Joint-Stock Land Banks
JOINT-STOCK LAND BANKS
JOINT-STOCK LAND BANKS were chartered under the authority of the Federal Farm Loan Act, approved 17 July 1916. These banks were financed with private capital and were permitted to make loans in the states in which they were chartered and in one contiguous state. About eighty-seven charters were granted, but not all of the banks opened for business. The joint-stock banks were most numerous in the more prosperous agricultural areas—Iowa, Illinois, Minnesota, Missouri, Texas, and California. The original law did not limit the size of loans, but an amendment to the act in 1923 limited the loans to agricultural purposes only and reduced the size of loans to $50,000 per borrower. The federal government appraised the borrower's land, and the amount of a loan was limited to a percentage of the value of the appraised land and buildings.
These banks thrived during the World War I land booms but declined rapidly when the agriculture industry slumped in the late 1920s. Many of the banks failed.
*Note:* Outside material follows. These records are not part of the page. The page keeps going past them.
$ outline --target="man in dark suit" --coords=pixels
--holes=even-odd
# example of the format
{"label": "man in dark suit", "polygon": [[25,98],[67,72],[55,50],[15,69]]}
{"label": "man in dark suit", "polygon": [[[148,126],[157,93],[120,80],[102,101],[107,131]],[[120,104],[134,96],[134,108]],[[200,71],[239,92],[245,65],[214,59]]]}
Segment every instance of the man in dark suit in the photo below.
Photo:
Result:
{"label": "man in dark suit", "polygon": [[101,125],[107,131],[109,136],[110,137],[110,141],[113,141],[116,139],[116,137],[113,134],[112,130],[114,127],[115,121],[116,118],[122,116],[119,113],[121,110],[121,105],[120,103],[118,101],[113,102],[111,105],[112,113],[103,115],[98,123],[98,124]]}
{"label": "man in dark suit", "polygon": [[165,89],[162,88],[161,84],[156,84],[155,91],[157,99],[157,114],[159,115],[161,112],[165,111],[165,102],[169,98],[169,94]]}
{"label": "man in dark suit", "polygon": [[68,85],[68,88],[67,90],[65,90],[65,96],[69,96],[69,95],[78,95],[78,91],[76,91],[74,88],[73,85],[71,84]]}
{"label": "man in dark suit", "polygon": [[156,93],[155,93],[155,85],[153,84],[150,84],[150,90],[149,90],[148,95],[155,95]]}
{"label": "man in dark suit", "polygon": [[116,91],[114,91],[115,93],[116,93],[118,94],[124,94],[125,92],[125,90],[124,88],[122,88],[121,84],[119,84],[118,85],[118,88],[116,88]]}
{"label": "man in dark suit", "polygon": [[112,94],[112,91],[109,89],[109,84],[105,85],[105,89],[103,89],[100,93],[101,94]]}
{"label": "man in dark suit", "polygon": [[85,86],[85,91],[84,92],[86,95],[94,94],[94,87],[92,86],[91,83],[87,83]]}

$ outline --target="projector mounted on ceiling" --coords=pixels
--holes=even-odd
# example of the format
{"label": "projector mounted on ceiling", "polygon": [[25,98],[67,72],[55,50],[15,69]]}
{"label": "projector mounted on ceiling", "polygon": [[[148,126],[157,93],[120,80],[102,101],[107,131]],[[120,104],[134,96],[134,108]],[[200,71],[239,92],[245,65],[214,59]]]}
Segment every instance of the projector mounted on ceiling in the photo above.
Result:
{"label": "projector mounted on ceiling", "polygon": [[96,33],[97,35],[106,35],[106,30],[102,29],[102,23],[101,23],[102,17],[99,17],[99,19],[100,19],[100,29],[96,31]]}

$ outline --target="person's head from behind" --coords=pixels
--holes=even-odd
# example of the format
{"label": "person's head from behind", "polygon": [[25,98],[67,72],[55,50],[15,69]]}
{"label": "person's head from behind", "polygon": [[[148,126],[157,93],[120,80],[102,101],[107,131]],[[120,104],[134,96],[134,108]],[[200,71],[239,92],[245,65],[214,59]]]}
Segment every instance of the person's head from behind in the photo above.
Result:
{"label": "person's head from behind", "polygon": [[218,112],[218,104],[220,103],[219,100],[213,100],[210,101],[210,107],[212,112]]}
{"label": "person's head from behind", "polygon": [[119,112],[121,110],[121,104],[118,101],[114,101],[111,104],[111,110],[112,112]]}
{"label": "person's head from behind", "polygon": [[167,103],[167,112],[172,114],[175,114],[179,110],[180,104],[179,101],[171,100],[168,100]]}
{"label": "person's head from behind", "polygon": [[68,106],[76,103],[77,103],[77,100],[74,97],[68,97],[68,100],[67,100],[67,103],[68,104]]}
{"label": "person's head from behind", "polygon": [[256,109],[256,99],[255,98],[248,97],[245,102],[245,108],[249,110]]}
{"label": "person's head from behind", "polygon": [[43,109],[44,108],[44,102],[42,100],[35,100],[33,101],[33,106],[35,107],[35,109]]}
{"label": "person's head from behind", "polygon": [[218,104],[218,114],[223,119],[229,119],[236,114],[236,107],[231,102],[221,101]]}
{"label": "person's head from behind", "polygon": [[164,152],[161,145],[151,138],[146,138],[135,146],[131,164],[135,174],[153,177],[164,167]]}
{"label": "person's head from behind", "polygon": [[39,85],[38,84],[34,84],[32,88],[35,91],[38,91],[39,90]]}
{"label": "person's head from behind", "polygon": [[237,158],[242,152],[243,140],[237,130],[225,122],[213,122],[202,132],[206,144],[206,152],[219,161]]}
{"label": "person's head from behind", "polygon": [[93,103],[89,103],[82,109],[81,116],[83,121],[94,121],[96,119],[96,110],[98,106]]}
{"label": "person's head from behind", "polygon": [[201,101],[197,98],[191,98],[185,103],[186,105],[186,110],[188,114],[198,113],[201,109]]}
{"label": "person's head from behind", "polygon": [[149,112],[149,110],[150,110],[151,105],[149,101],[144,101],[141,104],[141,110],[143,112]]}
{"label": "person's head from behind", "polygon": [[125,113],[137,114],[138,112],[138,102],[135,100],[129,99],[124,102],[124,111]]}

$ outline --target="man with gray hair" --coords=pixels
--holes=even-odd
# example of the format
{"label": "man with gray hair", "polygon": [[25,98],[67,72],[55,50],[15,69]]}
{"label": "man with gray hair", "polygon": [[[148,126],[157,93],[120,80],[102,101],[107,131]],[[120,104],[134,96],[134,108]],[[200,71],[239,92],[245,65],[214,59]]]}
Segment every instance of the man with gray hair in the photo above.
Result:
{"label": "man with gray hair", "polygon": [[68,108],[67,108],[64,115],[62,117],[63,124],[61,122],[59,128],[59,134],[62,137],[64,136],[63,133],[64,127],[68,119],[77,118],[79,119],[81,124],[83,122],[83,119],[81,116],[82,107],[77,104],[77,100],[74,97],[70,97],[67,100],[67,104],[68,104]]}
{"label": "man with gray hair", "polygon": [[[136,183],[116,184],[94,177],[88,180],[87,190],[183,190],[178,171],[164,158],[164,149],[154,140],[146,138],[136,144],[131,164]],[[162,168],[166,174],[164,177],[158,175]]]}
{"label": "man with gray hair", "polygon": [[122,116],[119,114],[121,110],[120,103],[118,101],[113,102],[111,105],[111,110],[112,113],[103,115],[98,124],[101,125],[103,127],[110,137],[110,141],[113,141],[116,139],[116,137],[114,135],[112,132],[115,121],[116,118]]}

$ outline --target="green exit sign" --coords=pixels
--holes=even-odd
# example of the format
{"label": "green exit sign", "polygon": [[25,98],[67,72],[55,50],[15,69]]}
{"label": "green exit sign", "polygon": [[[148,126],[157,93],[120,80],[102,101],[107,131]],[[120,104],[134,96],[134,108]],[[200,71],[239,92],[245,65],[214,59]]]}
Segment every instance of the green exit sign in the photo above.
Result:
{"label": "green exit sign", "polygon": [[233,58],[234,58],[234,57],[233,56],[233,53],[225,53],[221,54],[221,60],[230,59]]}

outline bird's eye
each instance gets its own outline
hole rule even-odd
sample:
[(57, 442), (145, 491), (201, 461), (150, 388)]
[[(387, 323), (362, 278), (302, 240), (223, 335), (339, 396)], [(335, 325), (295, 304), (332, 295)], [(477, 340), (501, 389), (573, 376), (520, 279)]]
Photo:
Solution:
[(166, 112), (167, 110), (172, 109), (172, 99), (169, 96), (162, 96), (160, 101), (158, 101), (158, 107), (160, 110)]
Accusations of mismanagement followed, and many banks reorganized or liquidated. The Emergency Farm Mortgage Act of 1933 ordered the joint-stock land banks liquidated. To help with the liquidation, the Farm Credit Act of 1933 provided the Land Bank Commission with $100 million for two years and renewed the provision for two more years in 1935.
BIBLIOGRAPHY
Farm Credit Administration. Annual Reports. Since 1933.
Federal Farm Loan Board. Annual Reports. 1916–1933.
Wright, Ivan. Farm Mortgage Financing. New York: McGraw-Hill, 1923.
IvanWright/a. r.
See alsoAgriculture ; Banking ; Financial Panics .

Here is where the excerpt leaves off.